The ability of the US to respond to supply disruptions would be affected in other ways. Imports from insecure foreign sources would be increased by as much as 15 percent and the US would become enmeshed in extremely complicated, bilateral oil trade relations. It could be faced with the unpleasant reality of having to cut off the Japanese in the event of a future oil disruption in order to meet domestic needs.

Even if there were ''firm'' agreements about when and how to stop the flow or adjust prices, the US could pay a heavy political price. Frantic political bargaining to abrogate those arrangements will certainly occur. Indeed, it was the abrogation of contracts between Western trading partners that set off the last price spiral.

Any benefits that one believes might flow from a reduction in trade imbalances would pale in comparison to the costs of having to cut off the Japanese during a disruption. It is precisely because bilateral agreements have proven so unstable and so politically charged that we have the multilateral International Energy Agency to handle oil sharing and trading arrangements between the industrial countries.

Finally, support for a wide range of national energy policies would be undermined. The Strategic Petroleum Reserve (SPR), which most studies indicate should be filled twice as fast as the current rate and doubled in size to provide maximum energy security, would certainly be called into question by the spectacle of the US pumping oil for export from a secure and accessible source in the far north at three times the rate foreign oil is being pumped into a strategic reserve in the Sunbelt.

But would there at least be some offsetting consumer benefit from such a transaction? Hardly. The supporters of exports claim that reducing transportation costs by using cheap foreign tankers to export oil would increase the wellhead price of oil in Alaska and even California and therefore raise federal and Alaskan tax revenues.

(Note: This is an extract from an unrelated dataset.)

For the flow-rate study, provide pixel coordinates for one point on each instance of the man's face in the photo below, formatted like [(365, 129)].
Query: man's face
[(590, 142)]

Not one of the studies conducted in the last three years has ever claimed that consumer prices would fall, because the generally uniform setting of world oil prices makes that impossible. On the contrary, consumer prices might rise because supplies would be dramatically reduced in the relatively isolated West Coast market, while more expensive foreign crudes would flow into the Gulf and East Coast markets.

The stipulations contained in the Export Administration Act expire in September. It is in the national interest to extend them. The US has not regained the degree of invulnerability to petroshocks required for it to be able to unsheath the oil weapon and use it against itself.